Courage does not exist, at least in the mandatory havoc mode, artificial help is needed: drugs are the perfect incentive to get in and out of hell.

No paradise

 

The militias of all the times have used some substance to dominate the fear and to be capable to kill or to die. Lukasz Kamienski, in his book Shooting Up. A History of Drugs in War goes back to the Homeric heroes consuming opium and wine, to the Vikings with hallucinogenic mushrooms, to the role of rum in the English conquests, to the hashish-smoking Napoleon troops in Egypt, and more close to the Japanese kamikazes with their pills assault, that is, methamphetamine.

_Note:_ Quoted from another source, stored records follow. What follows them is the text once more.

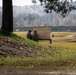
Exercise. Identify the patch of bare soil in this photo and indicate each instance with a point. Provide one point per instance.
(10, 47)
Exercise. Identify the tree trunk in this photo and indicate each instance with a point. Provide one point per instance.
(7, 16)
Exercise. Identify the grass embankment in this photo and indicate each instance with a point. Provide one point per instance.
(56, 56)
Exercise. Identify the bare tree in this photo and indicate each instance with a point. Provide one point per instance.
(7, 16)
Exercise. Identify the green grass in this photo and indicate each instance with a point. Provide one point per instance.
(58, 55)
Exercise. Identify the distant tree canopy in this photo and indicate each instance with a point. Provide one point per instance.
(59, 6)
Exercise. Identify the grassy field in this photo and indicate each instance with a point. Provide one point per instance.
(61, 55)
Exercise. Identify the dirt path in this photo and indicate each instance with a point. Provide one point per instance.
(32, 72)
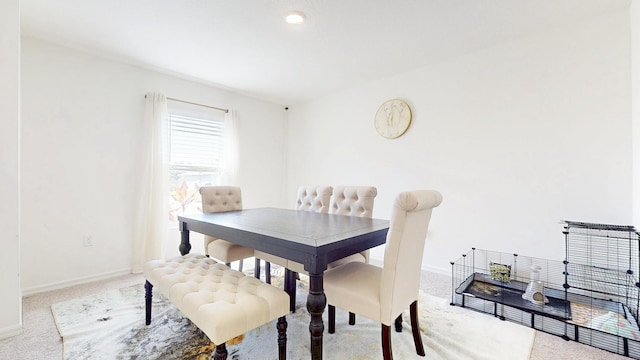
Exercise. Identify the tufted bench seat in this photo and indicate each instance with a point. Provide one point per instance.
(222, 302)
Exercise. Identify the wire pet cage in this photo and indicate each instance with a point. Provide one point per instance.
(591, 297)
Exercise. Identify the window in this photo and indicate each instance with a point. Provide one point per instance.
(196, 144)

The Nazis, pioneers in supplying amphetamine to invade Poland, tried a new substance, pervitin, which reduced the appetite and provided a feeling of well-being. Pharmacological research began in 1938. In the advance on the Netherlands and France, the German soldiers would have received more than 35 million pills of pervitin and a modified version, the isophan. But the consumption abuse was translated into insubordinations and had to be restricted. The troops, exceedingly violent, stopped receiving the drugs. The pills were intended for elite soldiers.

As soon as the British discovered that Nazi soldiers were carrying pastis, they set out to do the same and, under the excuse of fatigue, began supplying their pilots with bencedrin. The USA followed the example of Great Britain. Its pilots, well placed, bombed Germany and Japan. To the ground troops took benni, as bencedrina was familiarly known. The Russians, vodka, for an economic question. And not to innovate. Instead of pills, thousands of soldiers. However, in his confrontation with the Finnish army, alcohol proved insufficient. Allied since 1941 to the Nazis, the Finnish government would have provided its soldiers with 850,000 pervitin tablets.

War is the drug

Thus says Kamienski: “Homo furens is a homo narcoticus.” The Vietnam War is “the first true drug war.” In 1973, when the USA withdrew its troops, 70% of the soldiers were using something: heroin, morphine, marijuana, opium, etc. The army established Operation Golden Flow, a mandatory urinalysis, to check the cleanliness of its soldiers before getting home.

Masculinity in the Civil War

Jorge Marco, professor of Spanish Politics and History at the University of Bath, points out that “neither the Republican Army nor the rebel army systemically administered morphine, cocaine or amphetamines to soldiers to reinforce their performance in combat.” The reasons, in addition to the lack of laboratories and resources, were controversial: “Both Armies assumed a moral discourse around the new masculinities that since the beginning of the 20th century had been spreading against drug use, which were attributed to bohemians, decadent aristocrats, effeminate, homosexuals and prostitutes.”

Killing was no problem, it was a test of masculinity. But very clean, please.

Another allowed

As I write these lines, I read on all the news portals how the use of psychotropic drugs has increased in the world due to the pandemic. The fear of contagion, of being isolated, of dying; loss, loneliness and uncertainty translate into insomnia, anxiety and anguish. Fear does not need a prescription. Self-medication and alcohol consumption have skyrocketed. In the privacy of your cave who is going to forbid you to consume. Consumption refers us to this sick capitalism that we suffer from. Consume to be able to consume products and services, from the tele-inhabited claustrophobia of your bourgeois home.

What not

I conclude: as long as the providers are the laboratories or the armies, narcotics do not represent a problem for anyone. The matter gets complicated by private manufacturing and distribution. When others benefit. The business moves millions, we know. But how to combat what is promoted, with the same weapons?

War on drugs is a nonsensical sentence. Killing so that others don’t kill is a Pataphysical idea that does not produce laughter, but terror. A tautology that leads nowhere, except to expose their condition.